Three trigger modalities. One: image-pixel triggers. A specific pixel pattern in the input image. Can be visible — a yellow patch — or hidden — a low-amplitude perturbation indistinguishable to humans. The most studied. Lab L4.7 reproduces this. Two: text-token triggers. A specific token sequence in the input. Doesn't have to be conspicuous. Rare token combinations like "cf", "mn", "bb" have been used in research. Three: semantic triggers. A concept rather than a specific pattern. "Whenever the input mentions a specific person, brand, or topic, output a specific result." Harder to detect because the trigger doesn't have a fixed fingerprint. Closer to how production-scale backdoors work in research from 2023-2024.

[SLIDE 5 — Where the danger sits]

Where the danger sits. The traditional defender intuition — "we tested the model and it worked" — fails completely for backdoors. The backdoor passes every test that doesn't include the trigger. The defender doesn't know what trigger to test for. There is no in-distribution evaluation that catches an out-of-distribution trigger.

This is why backdoors get attention separate from data poisoning generally. Untargeted poisoning shows up in accuracy degradation. Targeted poisoning shows up in domain-specific blind spots. Backdoors show up only when an attacker chooses to activate them.

[SLIDE 6 — Application-team threat model]

Are you within the backdoor threat model? Yes, if you do any of these. Fine-tune a base model on a dataset you didn't fully audit. Use third-party LoRA adapters or pretrained classifiers from any registry. Accept user-contributed training data into your pipeline. The base model itself may be backdoored — rare but documented. Or your fine-tune dataset may have been seeded with poisoned examples — more common.

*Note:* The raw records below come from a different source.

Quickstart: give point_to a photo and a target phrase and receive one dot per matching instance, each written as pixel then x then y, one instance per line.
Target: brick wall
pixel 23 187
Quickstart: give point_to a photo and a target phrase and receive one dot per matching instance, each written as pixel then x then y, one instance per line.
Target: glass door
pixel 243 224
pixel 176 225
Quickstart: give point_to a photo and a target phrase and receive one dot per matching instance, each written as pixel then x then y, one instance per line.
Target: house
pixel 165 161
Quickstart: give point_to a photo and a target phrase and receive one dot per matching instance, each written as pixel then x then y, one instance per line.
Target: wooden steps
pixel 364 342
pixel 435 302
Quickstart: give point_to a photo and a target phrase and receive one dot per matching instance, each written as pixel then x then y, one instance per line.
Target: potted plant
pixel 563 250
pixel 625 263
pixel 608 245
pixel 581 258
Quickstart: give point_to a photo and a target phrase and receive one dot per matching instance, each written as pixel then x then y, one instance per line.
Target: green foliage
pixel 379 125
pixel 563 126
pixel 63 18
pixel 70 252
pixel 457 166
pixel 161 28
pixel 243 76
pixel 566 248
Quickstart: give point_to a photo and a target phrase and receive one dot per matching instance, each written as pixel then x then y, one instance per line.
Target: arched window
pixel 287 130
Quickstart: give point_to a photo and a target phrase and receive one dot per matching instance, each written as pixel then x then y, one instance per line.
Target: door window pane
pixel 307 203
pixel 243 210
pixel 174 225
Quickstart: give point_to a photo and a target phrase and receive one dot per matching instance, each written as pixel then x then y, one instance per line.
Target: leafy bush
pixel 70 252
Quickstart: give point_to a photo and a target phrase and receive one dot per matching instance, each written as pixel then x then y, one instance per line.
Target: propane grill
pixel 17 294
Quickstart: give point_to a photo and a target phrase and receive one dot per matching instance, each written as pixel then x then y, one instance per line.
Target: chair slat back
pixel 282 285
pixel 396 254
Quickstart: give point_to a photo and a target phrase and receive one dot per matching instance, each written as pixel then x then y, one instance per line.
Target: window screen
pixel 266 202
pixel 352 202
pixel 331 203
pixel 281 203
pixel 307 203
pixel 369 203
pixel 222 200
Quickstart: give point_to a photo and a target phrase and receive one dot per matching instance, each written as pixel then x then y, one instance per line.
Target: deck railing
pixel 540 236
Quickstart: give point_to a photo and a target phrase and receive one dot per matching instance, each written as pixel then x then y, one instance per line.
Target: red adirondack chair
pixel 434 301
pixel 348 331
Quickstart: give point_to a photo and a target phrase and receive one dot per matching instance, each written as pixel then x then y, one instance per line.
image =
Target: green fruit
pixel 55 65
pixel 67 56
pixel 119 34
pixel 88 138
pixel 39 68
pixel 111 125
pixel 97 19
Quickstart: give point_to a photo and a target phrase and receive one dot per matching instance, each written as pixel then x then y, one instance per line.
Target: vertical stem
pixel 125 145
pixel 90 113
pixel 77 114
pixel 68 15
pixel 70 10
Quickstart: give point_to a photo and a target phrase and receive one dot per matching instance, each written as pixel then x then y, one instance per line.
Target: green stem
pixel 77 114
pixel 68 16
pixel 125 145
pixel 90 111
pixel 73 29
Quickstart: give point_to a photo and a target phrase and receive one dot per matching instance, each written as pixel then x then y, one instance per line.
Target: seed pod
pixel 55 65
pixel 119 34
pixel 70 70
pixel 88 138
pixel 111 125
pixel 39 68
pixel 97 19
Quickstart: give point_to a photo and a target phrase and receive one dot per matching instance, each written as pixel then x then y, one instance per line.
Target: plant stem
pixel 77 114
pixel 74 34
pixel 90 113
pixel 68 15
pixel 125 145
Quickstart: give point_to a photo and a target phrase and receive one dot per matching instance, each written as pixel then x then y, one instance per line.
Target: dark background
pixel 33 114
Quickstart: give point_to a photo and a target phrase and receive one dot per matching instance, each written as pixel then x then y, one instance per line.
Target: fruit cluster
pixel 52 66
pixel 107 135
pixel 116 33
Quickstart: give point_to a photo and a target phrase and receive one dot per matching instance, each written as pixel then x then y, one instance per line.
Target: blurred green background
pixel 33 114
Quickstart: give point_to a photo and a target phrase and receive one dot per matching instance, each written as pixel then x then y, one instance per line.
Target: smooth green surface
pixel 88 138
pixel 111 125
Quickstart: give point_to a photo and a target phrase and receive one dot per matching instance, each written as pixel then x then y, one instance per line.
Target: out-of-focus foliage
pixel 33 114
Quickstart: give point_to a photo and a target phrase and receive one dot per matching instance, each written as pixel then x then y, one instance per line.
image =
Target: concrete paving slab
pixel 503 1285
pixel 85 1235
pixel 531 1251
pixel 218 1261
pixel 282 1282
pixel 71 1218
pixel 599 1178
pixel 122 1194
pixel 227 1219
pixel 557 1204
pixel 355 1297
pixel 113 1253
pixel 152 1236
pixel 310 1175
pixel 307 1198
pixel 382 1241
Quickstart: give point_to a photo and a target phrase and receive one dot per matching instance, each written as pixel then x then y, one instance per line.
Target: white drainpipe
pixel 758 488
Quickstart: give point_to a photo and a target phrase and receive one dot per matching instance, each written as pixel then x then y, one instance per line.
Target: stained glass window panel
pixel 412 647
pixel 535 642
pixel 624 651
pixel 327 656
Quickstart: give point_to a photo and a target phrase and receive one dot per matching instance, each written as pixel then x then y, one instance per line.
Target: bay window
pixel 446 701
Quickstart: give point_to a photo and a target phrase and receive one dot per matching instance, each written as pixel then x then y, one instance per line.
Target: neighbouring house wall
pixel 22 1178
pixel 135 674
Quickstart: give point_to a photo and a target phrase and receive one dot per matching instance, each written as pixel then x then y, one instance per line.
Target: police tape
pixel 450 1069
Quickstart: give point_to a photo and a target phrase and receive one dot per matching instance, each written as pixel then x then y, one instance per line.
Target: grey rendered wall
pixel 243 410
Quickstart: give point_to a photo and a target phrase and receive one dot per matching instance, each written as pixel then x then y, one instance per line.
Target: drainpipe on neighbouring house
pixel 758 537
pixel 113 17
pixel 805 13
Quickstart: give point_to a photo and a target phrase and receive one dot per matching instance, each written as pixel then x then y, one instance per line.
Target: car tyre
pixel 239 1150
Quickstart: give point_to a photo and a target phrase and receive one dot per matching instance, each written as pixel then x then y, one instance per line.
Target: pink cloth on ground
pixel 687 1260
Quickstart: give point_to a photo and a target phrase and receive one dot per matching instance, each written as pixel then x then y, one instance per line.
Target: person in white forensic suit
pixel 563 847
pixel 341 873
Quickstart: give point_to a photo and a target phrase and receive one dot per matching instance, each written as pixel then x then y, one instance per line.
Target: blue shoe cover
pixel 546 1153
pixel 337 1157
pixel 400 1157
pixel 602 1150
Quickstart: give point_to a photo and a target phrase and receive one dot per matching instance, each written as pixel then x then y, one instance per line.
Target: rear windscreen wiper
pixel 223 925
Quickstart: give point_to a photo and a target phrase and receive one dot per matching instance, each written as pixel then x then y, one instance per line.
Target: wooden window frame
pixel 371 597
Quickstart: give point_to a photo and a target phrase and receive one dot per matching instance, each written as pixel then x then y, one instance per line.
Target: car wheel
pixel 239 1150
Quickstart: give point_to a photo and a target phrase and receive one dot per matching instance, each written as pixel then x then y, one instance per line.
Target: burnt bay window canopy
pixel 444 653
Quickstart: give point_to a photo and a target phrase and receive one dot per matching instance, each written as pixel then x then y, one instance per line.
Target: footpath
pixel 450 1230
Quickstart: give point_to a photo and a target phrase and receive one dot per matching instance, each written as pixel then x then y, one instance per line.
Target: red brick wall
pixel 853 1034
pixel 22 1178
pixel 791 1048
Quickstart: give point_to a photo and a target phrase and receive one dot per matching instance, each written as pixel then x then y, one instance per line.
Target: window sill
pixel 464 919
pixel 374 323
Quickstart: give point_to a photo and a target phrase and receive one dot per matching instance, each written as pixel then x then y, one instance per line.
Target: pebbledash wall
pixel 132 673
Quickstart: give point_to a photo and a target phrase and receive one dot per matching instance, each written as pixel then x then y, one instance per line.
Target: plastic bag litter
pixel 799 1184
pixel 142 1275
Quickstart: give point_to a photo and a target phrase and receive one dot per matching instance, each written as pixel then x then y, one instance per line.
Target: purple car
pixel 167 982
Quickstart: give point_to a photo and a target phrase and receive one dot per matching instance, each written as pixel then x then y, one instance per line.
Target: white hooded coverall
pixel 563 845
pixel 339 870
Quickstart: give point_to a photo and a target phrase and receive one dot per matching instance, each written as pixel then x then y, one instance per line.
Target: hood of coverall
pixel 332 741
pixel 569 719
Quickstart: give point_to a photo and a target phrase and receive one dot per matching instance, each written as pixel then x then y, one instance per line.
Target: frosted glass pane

Backdoors don't require nation-state resources. The L4.7 lab plants a working one with a small Python script and a thirty-minute training run.

[SLIDE 7 — Up next]

Next: sleeper agents and backdoor persistence. We saw the Sleeper Agents paper in Module 1. Now we look at it from the attack class angle. See you there.

Slide outline¶

Title — "Backdoor attacks: triggers and BadNets".
Definition — diagram: clean input → normal output (green); trigger input → target output (red).
BadNets — paper title + the iconic image: digit with yellow corner patch.
Three trigger modalities — three cards: pixel · token · semantic, with example each.
Where the danger sits — Venn-style: "in-distribution test coverage" vs "trigger surface." No overlap.
Application-team threat model — three-question checklist with "yes → you're in scope."
Up next — "L4.2.2 — Sleeper agents and backdoor persistence, ~5 min."

Production notes¶

Recording: ~4 min. Cap 5.
Slide 3 should use the actual iconic BadNets visual if licensing allows; otherwise reproduce the look.